Journal of
Medicinal Plants Research

  • Abbreviation: J. Med. Plants Res.
  • Language: English
  • ISSN: 1996-0875
  • DOI: 10.5897/JMPR
  • Start Year: 2007
  • Published Articles: 3749

Full Length Research Paper

Protective potential of Avena sativa seed mucilaginous extract against hyperlipidemia indicated by improved biomarkers and histopathology

Ibtsam M. Gheith
  • Ibtsam M. Gheith
  • Department of Clinical Laboratory Sciences, Faculty of Applied Medical Sciences, Taibah University, 344 Medinah, Saudi Arabia.
  • Google Scholar
Abubakr M. El-Mahmoudy
  • Abubakr M. El-Mahmoudy
  • Department of Pharmacology, Faculty of Veterinary, Medicine, Benha University 13736 Moshtohor, Egypt.
  • Google Scholar

  •  Received: 14 November 2018
  •  Accepted: 21 December 2018
  •  Published: 10 January 2019


Hyperlipidemia is one of the major health concerns worldwide. The present study aimed at utilizing clinicopathological tools to investigate the possible improving effect of Avena sativa mucilaginous extract (ASE) on lipid metabolic and liver function profiles in albino rats. The rats were rendered hyperlipidemic by 6-week supplementation of high-fat diet ad libitum. The rats were grouped into seven groups; with different treatment applications. Rats of group-I received normal diet and served as normal control; those of group-II were kept on high-fat (cholesterol 1% + coconut oil 2%) diet for 6 weeks and served as diseased control. Rats in group-III were kept on high-fat diet and received ezetimibe (1 mg/Kg B. Wt, orally, daily) and served as standard. Those in group-IV and V were kept on high-fat diet and received ASE at doses of 25 and 50 mg/Kg B. Wt., orally, daily (small and high doses, SD and HD, respectively) and served as treated-SD and treated-HD, respectively. While the last two groups (VI and VII) were kept on normal diet and received SD and HD of ASE. Blood samples for serum were taken for clinicochemical analysis on days 28 (4 weeks) and 42 (6 weeks) of the experiment and tissue specimens were taken for histopathology. ASE significantly (P<0.05) decreased the elevated serum lipid profile parameters, including total lipids, tri-acylglycerols (TAGs), cholesterol, LDL-C, VLDL-C, but significantly (P<0.05) normalized the serum HDL-C concentrations of rats kept on high-fat diet. Administration of A. sativa extract significantly decreased elevated serum liver enzyme activities in samples taken from animals kept on high-fat diet compared to the diseased untreated ones. Observations from histopathological examination were parallel and explanatory to clinicochemical analytical results. These data may suggest that the aqueous mucilaginous extract of A. sativa seed has a good health impact in cases associated with hyperlipidemia indicated by clinical pathology.
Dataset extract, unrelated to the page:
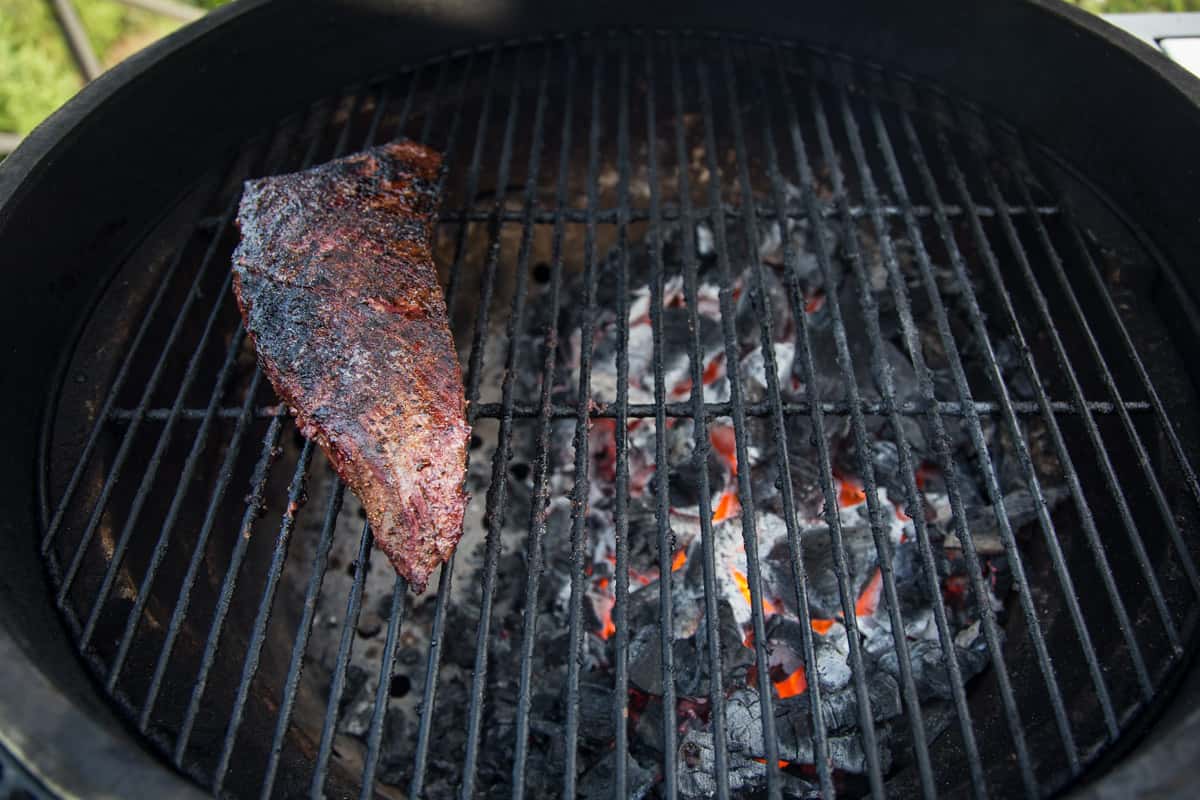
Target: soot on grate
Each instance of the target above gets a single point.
(703, 480)
(721, 246)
Key words: Avena sativa, antihyperlipidemic, clinical pathology, liver function, phytotherapy, phytomedicine.




Among metabolic disorders, dyslipidemia, particularly hypercholesterolemia is considered as a major contributor in cardiovascular disease, including athero-sclerosis and atherosclerosis- associated conditions as coronary heart disease, ischemic cerebrovascular disease and peripheral vascular disease (Nelson, 2013). The best target for therapy in these conditions is to normalize blood and/or tissue cholesterol and lipid values. The conventional anti-hyperlipidemic chemical drugs are, usually, associated with  some  common  adverse  effects  such  as  malaise, gastric irritation, nausea/vomiting/diarrhea, hyperuricemia, muscle aches, red dry skin, and altered liver function; Kumar et al., 2008). Natural products with health improving impacts constitute, therefore, an interesting research area in minds of concerned personnel, including patients, physicians and researchers based on their safety, efficacy and easy access (Ververidis et al., 2007).

Avena sativa (Oat; Kingdom: Plantae; Family: Poaceae) and its constituents were reported to possess variable beneficial health activities like antimicrobial (Maizel et al., 1964), antiparkinsonian (Zhou and Panchuk-Voloshina, 1997), topical anti-inflammatory (Boyer et al., 1998; Capasso, 2003). Also included are wound healing (Aries et al., 1999), antidiabetic (Jenkins et al., 2002), antioxidant (Bratt et al., 2003; Xu et al., 2009), anti-atherogenic (Liu et al., 2004), vasodilating (Nie et al., 2006), anti-asthmatic (Tabak et al., 2006), immunomodulatory (Ramakers et al., 2007; Dhillon and Bhatia, 2008), and anticancer (Anderson et al., 2009) activities.

Although effect of Avena sativa was tried on lipid profile in earlier studies (Karmally et al., 2005; Robitaille et al., 2005), yet, most of them used it as cereal as a whole or a part of the diet; and at least to our information, no studies have been performed using it as mucilaginous aqueous extract with adjusted doses. Moreover, Kerckhoffs et al. (2003) reported that the cholesterol lowering effect of β-glucan from oat bran in mildly hyper-cholesterolemic subjects may decrease when β-glucan is incorporated into bread and cookies. Therefore, the present study was designed to assess, using clinicopathological tools, the hyperlipidemia improving profile of A. sativa mucilaginous aqueous extract as a natural remedy to the control of dyslipidemia in rats prepared as hyperlipidemic model by high-fat diet supplementation.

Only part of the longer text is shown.